Nikolai Bakharev’s ‘Relation’ series were taken in Russia in the late 1980s and early 1990s when it was still forbidden to photograph nudity. He pushed the boundaries of this censorship by approaching holidaymakers at public beaches, and in doing so has created a touching psychological portrait of a people at a certain place and time. The photographs also reveal specific personal relationships, from the shy awkward youths to long-married couples, to fathers and sons, all captured in this strange dislocated context of semi-nakedness by the beach. The images are small – little bigger than snapshots – and capture moments of intimacy that seem almost voyeuristic.
Zanele Muholi’s work, ‘Faces and Phases 2006-2014’, is far more overtly political. She is actively using her art to campaign for the rights of the LGBTI community in South Africa, where there is still widespread abuse and violence towards them.
This message is powerfully put across in the wall full of unframed black and white portraits, stark yet full of pathos, and accompanied by written testimonies.
Also working in South Africa, Mikhail Subotzky and Patrick Waterhouse’s project takes a very different approach. With an equal interest in social inequalities, their investigation ‘Ponte City’ takes a broader time period and a narrower focus: the eponymous tower block was built in Johannesburg in 1976 for the white elite but by the 1990s was a refuge for immigrants and a beacon of urban decay and illegal activities.
The artists build up a picture of the community living within this notorious building by systematically photographing the doors and the views from the windows of each apartment at the same scale and angle. These images are displayed in tall light boxes reaching up to the gallery ceilings which give the impression of seeing the tower block itself lit up from a distance.

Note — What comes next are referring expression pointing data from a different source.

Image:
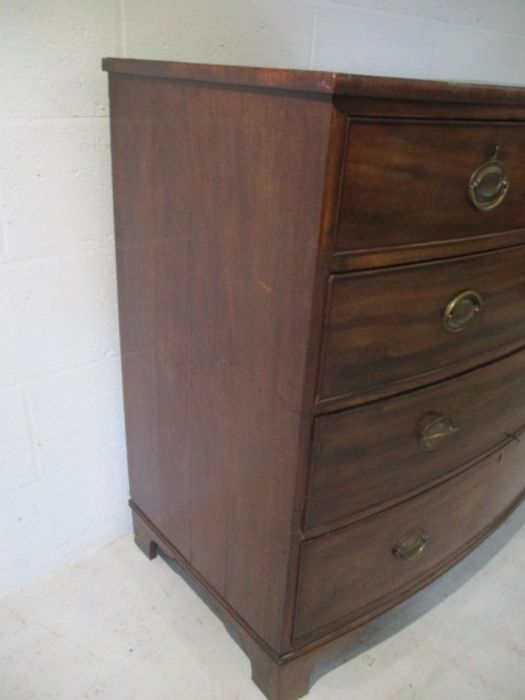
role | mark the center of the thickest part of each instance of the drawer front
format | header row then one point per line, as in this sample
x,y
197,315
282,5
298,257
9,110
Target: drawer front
x,y
407,182
382,559
370,455
387,326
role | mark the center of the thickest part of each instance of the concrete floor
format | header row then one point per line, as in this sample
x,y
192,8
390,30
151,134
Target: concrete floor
x,y
119,627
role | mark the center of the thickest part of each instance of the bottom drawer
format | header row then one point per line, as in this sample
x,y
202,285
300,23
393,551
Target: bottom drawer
x,y
384,558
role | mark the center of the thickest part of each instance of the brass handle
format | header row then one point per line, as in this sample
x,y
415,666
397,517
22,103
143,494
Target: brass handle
x,y
488,184
461,310
434,432
411,544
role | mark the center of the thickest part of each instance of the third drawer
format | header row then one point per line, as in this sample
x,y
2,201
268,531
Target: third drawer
x,y
369,456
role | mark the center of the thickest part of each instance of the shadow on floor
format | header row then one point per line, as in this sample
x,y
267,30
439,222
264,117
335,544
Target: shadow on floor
x,y
403,615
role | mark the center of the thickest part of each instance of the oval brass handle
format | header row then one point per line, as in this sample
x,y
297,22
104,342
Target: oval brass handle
x,y
489,183
461,310
411,544
434,432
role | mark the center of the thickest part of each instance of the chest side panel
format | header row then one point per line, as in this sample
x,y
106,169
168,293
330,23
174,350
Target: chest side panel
x,y
218,195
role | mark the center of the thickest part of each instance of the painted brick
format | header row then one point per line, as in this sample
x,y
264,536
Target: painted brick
x,y
77,417
50,56
472,53
54,521
249,32
17,466
57,313
355,41
55,178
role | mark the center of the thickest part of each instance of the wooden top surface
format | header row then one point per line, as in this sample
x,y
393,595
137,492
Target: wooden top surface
x,y
321,82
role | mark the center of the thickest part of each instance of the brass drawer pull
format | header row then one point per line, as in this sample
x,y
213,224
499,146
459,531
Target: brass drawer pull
x,y
411,544
488,184
433,434
461,311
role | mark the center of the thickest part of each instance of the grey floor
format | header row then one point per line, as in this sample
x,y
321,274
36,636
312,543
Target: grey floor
x,y
117,626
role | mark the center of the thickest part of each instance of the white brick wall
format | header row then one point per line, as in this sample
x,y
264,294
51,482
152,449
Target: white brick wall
x,y
63,487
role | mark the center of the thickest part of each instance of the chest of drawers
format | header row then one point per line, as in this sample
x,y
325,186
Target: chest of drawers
x,y
321,287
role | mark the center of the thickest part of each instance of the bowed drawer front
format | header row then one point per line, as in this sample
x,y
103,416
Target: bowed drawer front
x,y
409,182
348,573
391,325
321,285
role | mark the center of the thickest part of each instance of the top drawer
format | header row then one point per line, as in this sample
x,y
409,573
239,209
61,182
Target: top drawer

On the walls alongside, abandoned, squalid interiors are depicted, with found snapshots of the previous tenants in these same rooms pinned or superimposed on top. Another wall features architectural plans, handwritten statements and visa application forms, knitting together a web of the many individual lives played out within this structure.
The fourth shortlisted photographer is Viviane Sassen. Her work, collectively entitled ‘Umbra’, is in contrast predominantly abstract, though figures and landscapes do play a part in some images.

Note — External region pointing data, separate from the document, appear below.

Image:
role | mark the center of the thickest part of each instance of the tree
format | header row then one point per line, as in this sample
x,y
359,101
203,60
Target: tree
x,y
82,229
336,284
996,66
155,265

Colour predominates, which is a shock to the senses after the monochrome or low key tones of the previous galleries. But the key to the works is shadow (‘umbra’) which silhouettes forms starkly against strong light, creating not only an almost sculptural aesthetic contrast but also a less direct, but no less powerful, sense of foreboding. Embodying fear, the unknown, the ‘shadow of death’, the pictures encroach on our subconscious selves and become quite unsettling – a feeling heightened by the hypnotic background soundtrack of recited poetry.

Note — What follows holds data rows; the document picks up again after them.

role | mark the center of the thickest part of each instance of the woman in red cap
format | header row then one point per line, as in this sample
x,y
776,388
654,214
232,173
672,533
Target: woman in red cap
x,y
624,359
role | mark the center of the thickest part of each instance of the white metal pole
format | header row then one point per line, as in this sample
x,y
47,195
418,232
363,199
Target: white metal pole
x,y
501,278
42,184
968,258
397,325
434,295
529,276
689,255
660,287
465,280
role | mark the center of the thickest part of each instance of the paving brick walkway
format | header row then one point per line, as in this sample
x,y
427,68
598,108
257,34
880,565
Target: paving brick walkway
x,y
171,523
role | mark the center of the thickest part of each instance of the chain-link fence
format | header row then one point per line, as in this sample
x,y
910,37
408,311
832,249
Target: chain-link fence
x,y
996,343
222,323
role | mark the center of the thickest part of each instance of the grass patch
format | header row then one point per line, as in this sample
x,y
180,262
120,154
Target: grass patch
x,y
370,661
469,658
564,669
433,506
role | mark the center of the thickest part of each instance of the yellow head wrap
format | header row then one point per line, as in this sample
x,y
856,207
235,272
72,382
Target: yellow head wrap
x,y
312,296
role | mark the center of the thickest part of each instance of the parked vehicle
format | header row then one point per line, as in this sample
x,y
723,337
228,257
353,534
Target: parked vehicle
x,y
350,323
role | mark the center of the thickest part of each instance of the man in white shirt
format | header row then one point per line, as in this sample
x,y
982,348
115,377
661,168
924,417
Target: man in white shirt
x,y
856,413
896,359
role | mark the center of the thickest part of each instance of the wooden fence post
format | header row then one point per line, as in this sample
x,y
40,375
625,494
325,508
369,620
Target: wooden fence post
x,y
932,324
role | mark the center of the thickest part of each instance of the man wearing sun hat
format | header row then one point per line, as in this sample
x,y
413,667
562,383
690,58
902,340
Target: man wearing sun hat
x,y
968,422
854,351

Sassen’s images do not, however, seem to me to form any cohesive narrative; some are about colour and depth, others the shadowy presence, some are abstract, others figural. Essentially each stands alone so that as a body of work this seems less successful. In my view, the ‘simpler’ the story, the more powerful the photographic ensemble – and as some of these photographers show, the ‘simple’ premise in no way lessens the subtlety of perception or force of visual impact. Quite the opposite.